Increase LEAP stipends—Advocate of the Aged Welfare pleads

The government has been urged to increase stipends given to beneficiaries of the Livelihood Empowerment Against Poverty (LEAP) especially the aged, in the wake of the COVID-19 pandemic.

This, in the view of Advocates of the Aged Welfare, a Non-Governmental Organisation (NGO), would go a long way to aid the elderly to meet their daily needs especially during these trying times.

According to the Executive Director of the NGO, Richard Ofori, the support received by the aged had declined because their dependents were grappling with the economic impact of COVID-19, including job losses.

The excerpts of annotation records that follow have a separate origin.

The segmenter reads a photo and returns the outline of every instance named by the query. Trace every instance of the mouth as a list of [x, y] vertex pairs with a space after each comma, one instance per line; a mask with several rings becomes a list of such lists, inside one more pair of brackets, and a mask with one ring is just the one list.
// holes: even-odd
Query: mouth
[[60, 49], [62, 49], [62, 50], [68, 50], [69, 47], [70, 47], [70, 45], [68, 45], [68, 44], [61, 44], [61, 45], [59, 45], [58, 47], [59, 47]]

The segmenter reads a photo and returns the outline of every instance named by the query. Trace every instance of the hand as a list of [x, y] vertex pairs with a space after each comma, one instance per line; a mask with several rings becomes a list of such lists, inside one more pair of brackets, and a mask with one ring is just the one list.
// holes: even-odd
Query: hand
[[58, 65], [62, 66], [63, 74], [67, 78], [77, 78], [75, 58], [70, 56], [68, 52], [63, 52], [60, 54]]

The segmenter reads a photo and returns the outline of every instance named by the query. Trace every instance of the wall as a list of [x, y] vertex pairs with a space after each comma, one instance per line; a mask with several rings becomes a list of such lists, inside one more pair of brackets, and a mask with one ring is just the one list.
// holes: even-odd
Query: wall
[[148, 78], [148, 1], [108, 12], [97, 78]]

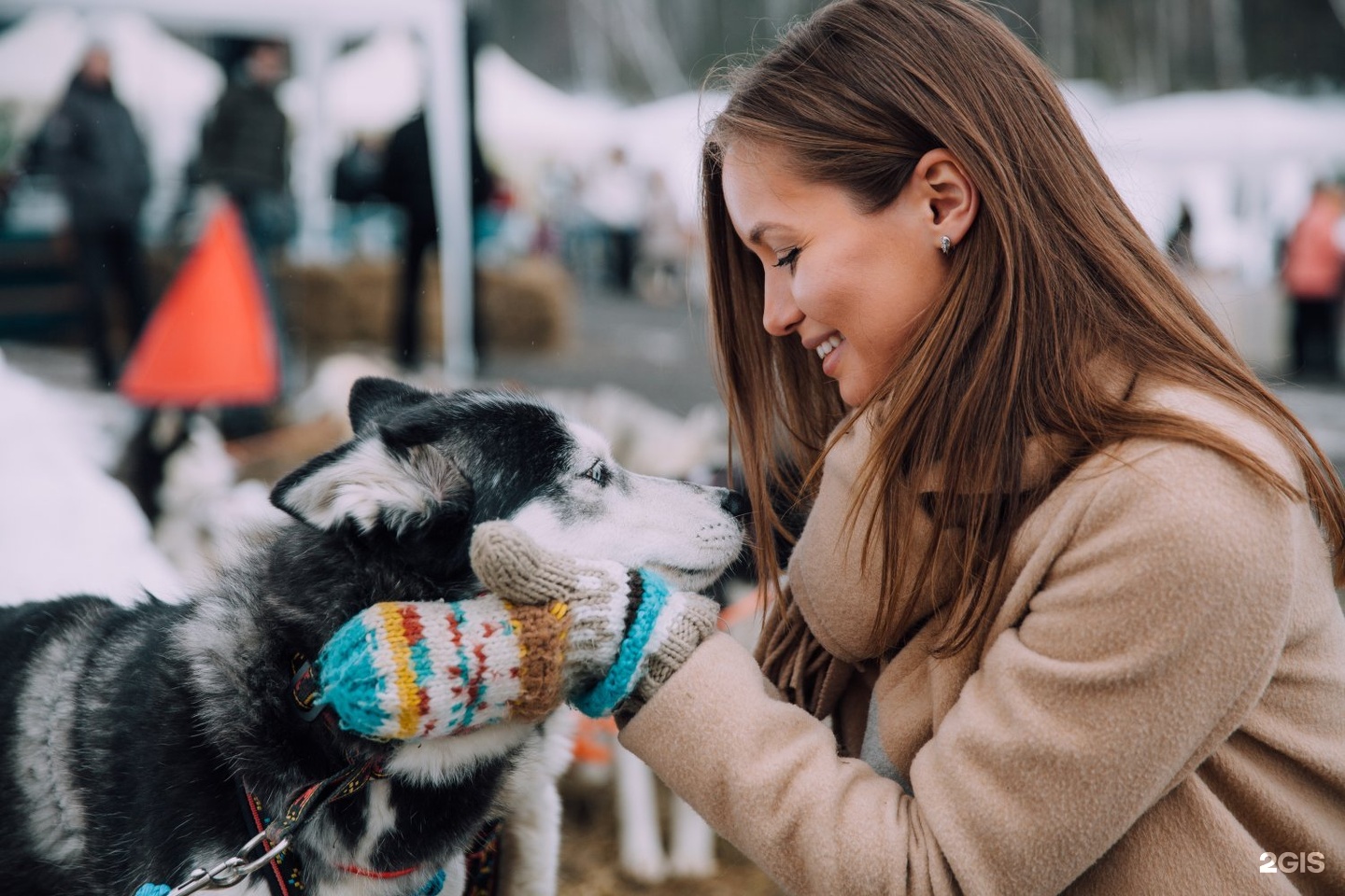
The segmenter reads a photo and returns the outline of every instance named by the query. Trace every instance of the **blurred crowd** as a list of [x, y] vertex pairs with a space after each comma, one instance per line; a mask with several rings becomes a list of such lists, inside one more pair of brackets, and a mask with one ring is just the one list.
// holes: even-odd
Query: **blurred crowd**
[[[288, 47], [280, 40], [254, 42], [242, 54], [200, 129], [199, 149], [183, 173], [165, 228], [171, 246], [190, 249], [221, 203], [238, 210], [278, 336], [286, 390], [300, 373], [286, 337], [277, 263], [293, 244], [303, 215], [291, 189], [293, 129], [277, 99], [288, 63]], [[65, 97], [20, 154], [17, 171], [19, 177], [46, 176], [59, 187], [93, 379], [105, 388], [116, 384], [155, 304], [141, 236], [151, 165], [112, 71], [110, 50], [91, 46]], [[549, 165], [533, 195], [518, 196], [482, 152], [473, 111], [468, 142], [476, 265], [550, 254], [585, 289], [659, 305], [686, 300], [693, 239], [659, 172], [632, 165], [623, 148], [612, 146], [586, 169]], [[386, 249], [399, 257], [399, 271], [389, 296], [387, 351], [405, 371], [424, 361], [424, 262], [436, 254], [440, 218], [433, 156], [421, 109], [390, 133], [351, 138], [330, 176], [335, 230], [356, 254], [362, 251], [356, 231], [371, 222], [390, 224]], [[3, 216], [0, 203], [0, 231]], [[484, 345], [480, 333], [475, 336], [480, 353]], [[262, 422], [241, 418], [238, 426], [260, 429]]]

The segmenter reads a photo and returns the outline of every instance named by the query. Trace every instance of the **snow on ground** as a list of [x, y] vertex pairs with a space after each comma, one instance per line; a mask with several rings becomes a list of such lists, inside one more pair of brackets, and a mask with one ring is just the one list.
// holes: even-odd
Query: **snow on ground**
[[108, 470], [134, 424], [114, 396], [74, 392], [22, 373], [0, 355], [0, 603], [61, 594], [132, 602], [182, 592], [149, 521]]

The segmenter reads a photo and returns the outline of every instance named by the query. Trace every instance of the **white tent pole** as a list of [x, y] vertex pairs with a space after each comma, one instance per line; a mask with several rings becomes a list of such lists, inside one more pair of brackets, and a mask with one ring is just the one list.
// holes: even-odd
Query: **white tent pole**
[[[336, 157], [325, 113], [321, 85], [336, 36], [325, 30], [301, 30], [293, 40], [295, 75], [313, 97], [309, 118], [291, 122], [295, 145], [291, 152], [291, 184], [300, 208], [296, 257], [301, 262], [331, 261], [332, 199], [330, 177]], [[297, 128], [295, 125], [299, 125]]]
[[[467, 129], [467, 23], [461, 0], [448, 0], [425, 21], [429, 91], [425, 126], [438, 212], [440, 298], [444, 308], [444, 376], [449, 386], [476, 377], [472, 341], [472, 195]], [[467, 64], [471, 64], [469, 60]]]

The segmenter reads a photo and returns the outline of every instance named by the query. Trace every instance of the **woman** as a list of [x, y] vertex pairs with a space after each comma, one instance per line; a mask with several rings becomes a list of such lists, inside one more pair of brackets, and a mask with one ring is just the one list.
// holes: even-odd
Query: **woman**
[[[703, 214], [765, 582], [810, 512], [760, 664], [693, 626], [621, 742], [792, 893], [1345, 892], [1340, 480], [1030, 52], [831, 4], [737, 75]], [[581, 591], [491, 532], [504, 596]]]

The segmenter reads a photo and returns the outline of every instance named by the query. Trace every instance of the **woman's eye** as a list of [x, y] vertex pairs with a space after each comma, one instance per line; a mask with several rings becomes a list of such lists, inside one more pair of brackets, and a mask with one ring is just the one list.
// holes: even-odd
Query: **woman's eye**
[[599, 485], [607, 485], [607, 465], [603, 461], [593, 461], [593, 466], [584, 470], [584, 476], [593, 480]]
[[795, 262], [799, 261], [799, 253], [800, 251], [803, 251], [803, 250], [800, 250], [798, 246], [795, 246], [794, 249], [791, 249], [790, 251], [787, 251], [784, 255], [780, 255], [777, 259], [775, 259], [773, 267], [788, 267], [790, 270], [794, 270]]

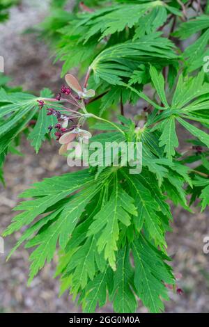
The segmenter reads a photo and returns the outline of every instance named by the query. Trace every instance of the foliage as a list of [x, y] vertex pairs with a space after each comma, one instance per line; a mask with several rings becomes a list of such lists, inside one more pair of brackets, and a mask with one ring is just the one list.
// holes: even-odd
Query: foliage
[[[10, 255], [22, 243], [35, 247], [29, 282], [59, 249], [61, 294], [69, 291], [85, 312], [109, 299], [116, 312], [134, 312], [139, 298], [150, 312], [163, 311], [167, 286], [176, 290], [165, 238], [171, 202], [189, 212], [194, 203], [202, 210], [209, 204], [209, 83], [202, 69], [208, 3], [193, 8], [193, 2], [89, 1], [72, 13], [56, 9], [42, 28], [56, 35], [63, 74], [88, 67], [84, 88], [68, 74], [70, 88], [63, 86], [55, 98], [49, 90], [38, 97], [1, 89], [2, 162], [22, 131], [38, 152], [58, 129], [60, 153], [65, 154], [74, 138], [89, 135], [81, 128], [89, 119], [98, 120], [91, 141], [142, 143], [139, 174], [107, 158], [109, 166], [90, 163], [36, 183], [20, 196], [24, 200], [15, 210], [21, 212], [3, 232], [22, 230]], [[189, 45], [184, 51], [182, 39]], [[138, 115], [125, 117], [124, 105], [139, 100]], [[118, 122], [111, 116], [115, 107], [121, 108]], [[177, 125], [192, 138], [183, 152]]]

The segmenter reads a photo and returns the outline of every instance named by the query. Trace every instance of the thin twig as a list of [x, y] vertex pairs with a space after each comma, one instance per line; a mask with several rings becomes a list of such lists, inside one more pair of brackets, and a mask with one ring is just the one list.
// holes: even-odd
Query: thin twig
[[205, 174], [204, 173], [202, 173], [201, 171], [196, 170], [195, 169], [192, 169], [192, 171], [194, 173], [196, 173], [196, 174], [200, 175], [201, 176], [203, 176], [204, 177], [209, 178], [209, 175]]
[[185, 20], [187, 20], [187, 10], [186, 10], [186, 8], [185, 8], [185, 5], [183, 4], [183, 3], [180, 0], [177, 0], [177, 2], [178, 2], [178, 3], [180, 4], [180, 6], [181, 6], [182, 12], [183, 12], [183, 14]]

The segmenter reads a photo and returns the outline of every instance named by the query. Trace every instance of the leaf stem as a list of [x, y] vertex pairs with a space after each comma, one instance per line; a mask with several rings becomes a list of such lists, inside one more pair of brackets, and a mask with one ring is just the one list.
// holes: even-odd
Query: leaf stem
[[91, 117], [93, 117], [95, 119], [98, 119], [99, 120], [102, 120], [103, 122], [107, 122], [108, 124], [110, 124], [111, 125], [114, 126], [116, 129], [118, 129], [121, 133], [122, 133], [123, 135], [125, 136], [125, 132], [120, 128], [118, 126], [116, 125], [114, 122], [110, 122], [109, 120], [107, 120], [107, 119], [102, 118], [101, 117], [98, 117], [98, 115], [93, 115], [93, 113], [91, 114]]

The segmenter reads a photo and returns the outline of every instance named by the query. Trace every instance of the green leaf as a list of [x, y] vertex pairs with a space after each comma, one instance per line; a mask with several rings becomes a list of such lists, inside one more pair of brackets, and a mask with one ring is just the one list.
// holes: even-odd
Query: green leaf
[[175, 147], [178, 147], [178, 137], [176, 133], [175, 117], [171, 116], [165, 119], [162, 125], [163, 131], [160, 138], [159, 145], [164, 146], [164, 152], [167, 154], [167, 157], [172, 160], [175, 155]]
[[203, 131], [201, 131], [195, 126], [192, 125], [189, 122], [183, 120], [180, 117], [176, 118], [177, 120], [186, 129], [187, 129], [192, 135], [197, 137], [203, 143], [206, 144], [209, 147], [209, 135]]
[[162, 299], [169, 299], [164, 282], [174, 283], [171, 268], [164, 262], [169, 259], [152, 246], [141, 234], [135, 239], [132, 249], [137, 295], [151, 312], [160, 312], [164, 310]]
[[56, 117], [47, 115], [45, 109], [45, 107], [39, 111], [36, 124], [28, 136], [36, 153], [38, 152], [42, 142], [45, 139], [45, 134], [49, 132], [48, 127], [53, 126], [57, 121]]
[[89, 237], [100, 232], [98, 241], [98, 252], [104, 249], [105, 260], [108, 260], [111, 268], [116, 269], [115, 251], [118, 250], [117, 241], [119, 236], [118, 223], [128, 226], [130, 224], [130, 214], [136, 215], [133, 200], [122, 189], [117, 182], [115, 190], [107, 203], [94, 216], [87, 235]]
[[117, 269], [114, 275], [114, 309], [119, 313], [134, 312], [137, 303], [132, 291], [134, 269], [130, 264], [129, 249], [126, 246], [121, 248], [117, 257]]

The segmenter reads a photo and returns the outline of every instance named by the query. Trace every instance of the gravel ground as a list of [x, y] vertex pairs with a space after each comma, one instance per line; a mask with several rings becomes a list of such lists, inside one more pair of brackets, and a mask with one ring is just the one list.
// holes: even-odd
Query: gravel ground
[[[12, 9], [9, 22], [0, 26], [3, 45], [0, 54], [6, 58], [6, 73], [13, 76], [13, 85], [22, 84], [24, 89], [38, 90], [48, 86], [56, 91], [60, 84], [61, 65], [52, 65], [47, 46], [34, 35], [21, 34], [24, 29], [40, 22], [47, 10], [47, 1], [25, 0], [22, 6]], [[45, 143], [36, 155], [28, 141], [23, 140], [20, 150], [24, 157], [9, 156], [6, 161], [6, 188], [1, 186], [0, 232], [14, 216], [12, 208], [21, 191], [32, 182], [69, 169], [65, 160], [57, 154], [56, 145]], [[167, 312], [208, 312], [209, 255], [203, 253], [203, 239], [209, 235], [208, 211], [200, 214], [194, 208], [194, 212], [192, 214], [180, 208], [173, 210], [173, 232], [167, 235], [168, 252], [173, 259], [175, 273], [183, 275], [179, 286], [184, 293], [181, 296], [171, 293], [171, 301], [165, 303]], [[52, 279], [57, 257], [46, 265], [30, 287], [26, 286], [29, 251], [21, 247], [6, 262], [6, 254], [19, 237], [19, 232], [8, 237], [6, 254], [0, 255], [0, 312], [80, 312], [68, 294], [58, 297], [59, 281]], [[111, 311], [110, 305], [98, 310]], [[141, 303], [139, 312], [146, 312]]]

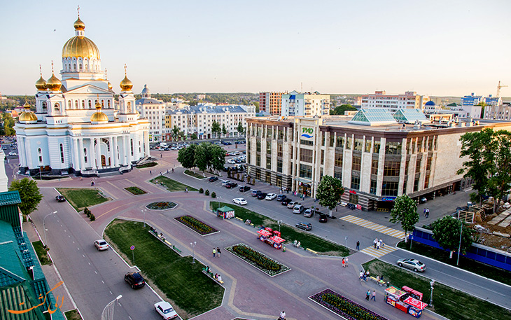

In an interview with the Ghanaian Times yesterday, he said; “The socio-economic effect of the COVID-19 will eventually reduce the number of aged to death if nothing is immediately done to mitigate the impact.”

He was speaking on the backdrop of World Elder Abuse Awareness Day which is being marked today across the world on the theme “The impact of COVID-19 on violence, abuse and neglect of elderly persons.”

The United Nations (UN) General Assembly has designated June 15 to focus global attention on the problem of physical, emotional, and financial abuse of elders and seek support to make their lives more comfortable.

The LEAP stipends, introduced in 2008, is given to the extremely poor including aged who are 65 years and above without any form of support, severely disabled without productive capacity and orphaned and vulnerable children.

As of last year, a household of a beneficiary was paid GH¢64 every two months, households of two, three and four beneficiaries were paid GH¢74, 83 and GH¢106, respectively every two months.

This, according Mr Ofori, was not sufficient in the prevailing times.

On abuse, he said the WHO estimated that one out of the six people aged 60 and above suffered abuse, adding that a survey conducted by his NGO in 2009 showed that seven out of 10 aged people in Ghana suffered same fate including neglect.

He said the abuse was still ongoing with many aged tagged as witches and wizards, a situation which, was affecting the elderly people emotionally and thus urged the public to report incidences of aged abuse to the police.

Mr Ofori appealed to the government to dedicate some health facilities as specialist hospitals for the aged because most of them were afraid to go for their routine check-ups due to the fear of contracting the virus.